The genetic makeup of an individual is responsible for their unique characteristics and traits. Mutations or alterations within a person’s genome can have significant health consequences and can also impact the way a person responds to prescription medications.
GenMark offers multiplex molecular panels that address a wide variety of clinical needs in the area of genetic testing. The following information is provided as an educational resource only.
Cystic Fibrosis (CF)
Cystic fibrosis is a genetic disorder caused by mutations, or alterations, of the cystic fibrosis transmembrane conductance (CFTR) gene. There are more than 1,700 known mutations that have been associated with CF. To have CF, a person must inherit two copies of the CF gene with mutations, where one gene is inherited from each parent. CF results in abnormally thick mucus that causes difficulty breathing, recurrent lung infections, and digestive disorders.

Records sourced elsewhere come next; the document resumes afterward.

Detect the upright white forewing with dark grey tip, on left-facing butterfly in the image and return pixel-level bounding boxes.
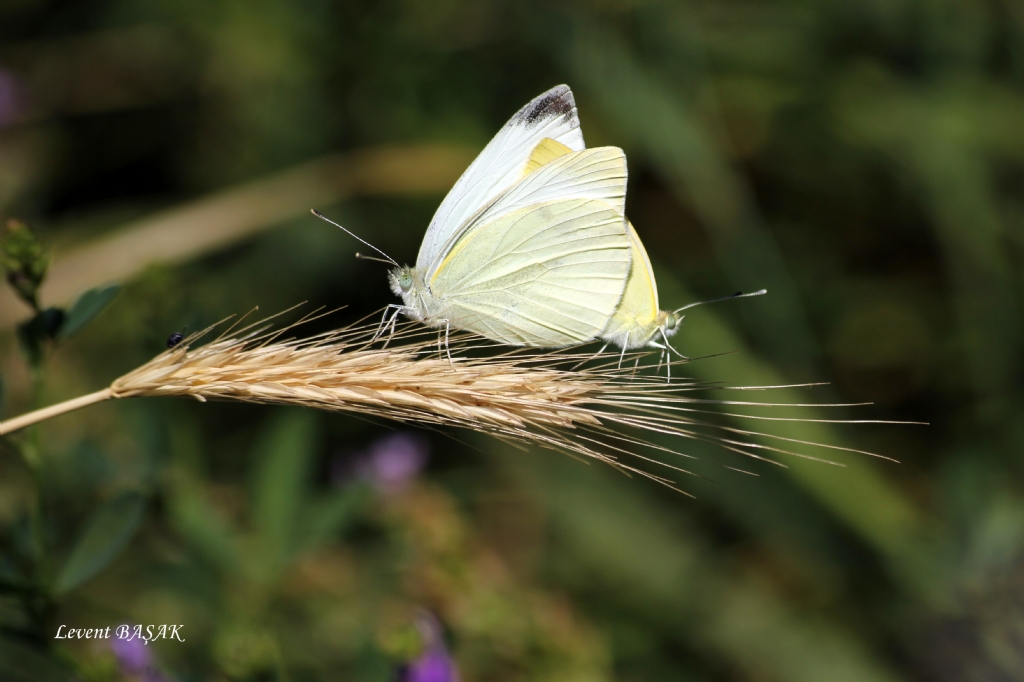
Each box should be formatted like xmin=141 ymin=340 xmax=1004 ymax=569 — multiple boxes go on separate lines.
xmin=416 ymin=85 xmax=586 ymax=269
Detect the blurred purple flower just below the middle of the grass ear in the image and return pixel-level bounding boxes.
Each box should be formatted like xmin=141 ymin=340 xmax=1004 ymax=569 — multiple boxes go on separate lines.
xmin=331 ymin=433 xmax=429 ymax=496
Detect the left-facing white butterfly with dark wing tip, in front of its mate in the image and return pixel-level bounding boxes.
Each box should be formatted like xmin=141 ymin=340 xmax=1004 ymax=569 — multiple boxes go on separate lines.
xmin=390 ymin=85 xmax=631 ymax=346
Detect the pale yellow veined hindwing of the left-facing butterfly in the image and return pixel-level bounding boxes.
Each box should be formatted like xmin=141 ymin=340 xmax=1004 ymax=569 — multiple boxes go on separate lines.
xmin=431 ymin=199 xmax=630 ymax=347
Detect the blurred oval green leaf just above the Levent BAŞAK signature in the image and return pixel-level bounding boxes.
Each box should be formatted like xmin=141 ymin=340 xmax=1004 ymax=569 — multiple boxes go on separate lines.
xmin=53 ymin=485 xmax=145 ymax=594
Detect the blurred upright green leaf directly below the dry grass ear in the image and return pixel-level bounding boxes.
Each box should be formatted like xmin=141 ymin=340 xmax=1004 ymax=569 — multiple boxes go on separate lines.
xmin=251 ymin=410 xmax=315 ymax=574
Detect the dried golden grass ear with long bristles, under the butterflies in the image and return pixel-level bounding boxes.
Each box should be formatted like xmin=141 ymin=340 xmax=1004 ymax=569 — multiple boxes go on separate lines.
xmin=0 ymin=307 xmax=897 ymax=483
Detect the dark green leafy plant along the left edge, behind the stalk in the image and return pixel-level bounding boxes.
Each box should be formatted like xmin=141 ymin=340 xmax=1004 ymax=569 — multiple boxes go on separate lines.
xmin=0 ymin=219 xmax=124 ymax=680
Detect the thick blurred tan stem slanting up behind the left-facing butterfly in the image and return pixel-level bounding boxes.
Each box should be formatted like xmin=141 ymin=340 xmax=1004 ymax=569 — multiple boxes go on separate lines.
xmin=0 ymin=145 xmax=475 ymax=330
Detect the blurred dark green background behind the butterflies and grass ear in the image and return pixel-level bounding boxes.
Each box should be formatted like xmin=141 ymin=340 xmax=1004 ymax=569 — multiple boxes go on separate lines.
xmin=0 ymin=0 xmax=1024 ymax=682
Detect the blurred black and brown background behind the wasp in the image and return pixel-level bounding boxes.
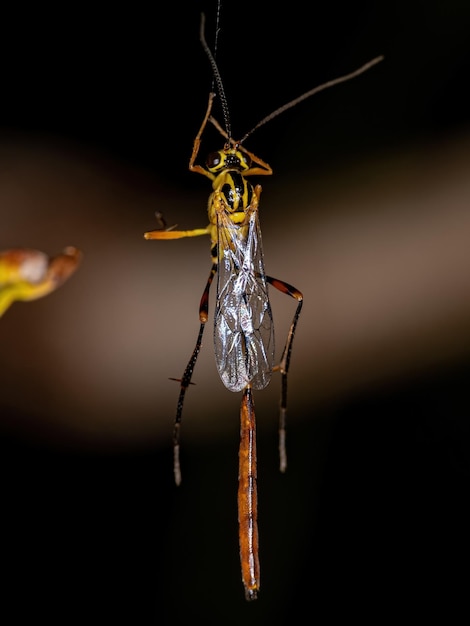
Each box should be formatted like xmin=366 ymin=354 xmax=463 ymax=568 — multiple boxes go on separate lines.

CF is a life-threatening illness and is one of the most common inherited diseases. About 30,000 people and adults in the United States (70,000 worldwide) are living with CF and 1,000 new cases of CF are diagnosed annually. Diagnosing cystic fibrosis is a multistep process, and should include a newborn screening, a sweat test, a genetic or carrier test, and a clinical evaluation.1
Thrombophilia is a condition that involves an increased risk of blood clot formation or thrombosis. Inherited thrombosis is associated with congenital predisposing risk factors such as Factor II (Prothrombin, FII) and Factor V (Leiden, FV) proteins involved in the blood coagulation enzyme activity cascade and Methylenetetrahydrofolate Reductase (MTHFR) that converts homocysteine to methionine, an amino acid used to build proteins.2-4 Complications of thrombosis can include serious complications such as stroke, heart attack, and serious breathing problems.5
1. Cystic Fibrosis Foundation, http://www.cff.org/AboutCF/Faqs/
2. Poort, S.R. et al. (1996). A Common Genetic Variation in the 3′-Untranslated Region of the Prothrombin Gene is Associated with Elevated Plasma Prothrombin Levels and an Increase in Venous Thrombosis. Blood, 88(10), 3698-3703.
3. Bertina, R.M. et al. (1994). Mutation in Blood Coagulation Factor V Associated with Resistance to Activated Protein C. Nature, 369(6475), 64–67.
4. Botto, L.D. and Yang, Q. (2000). 5, 10-Methylenetetrahydrofolate Reductase (MTHFR) Gene Variants and Congenital Anomalies: A HuGE Review. American Journal of Epidemiology, 151(9), 862-877.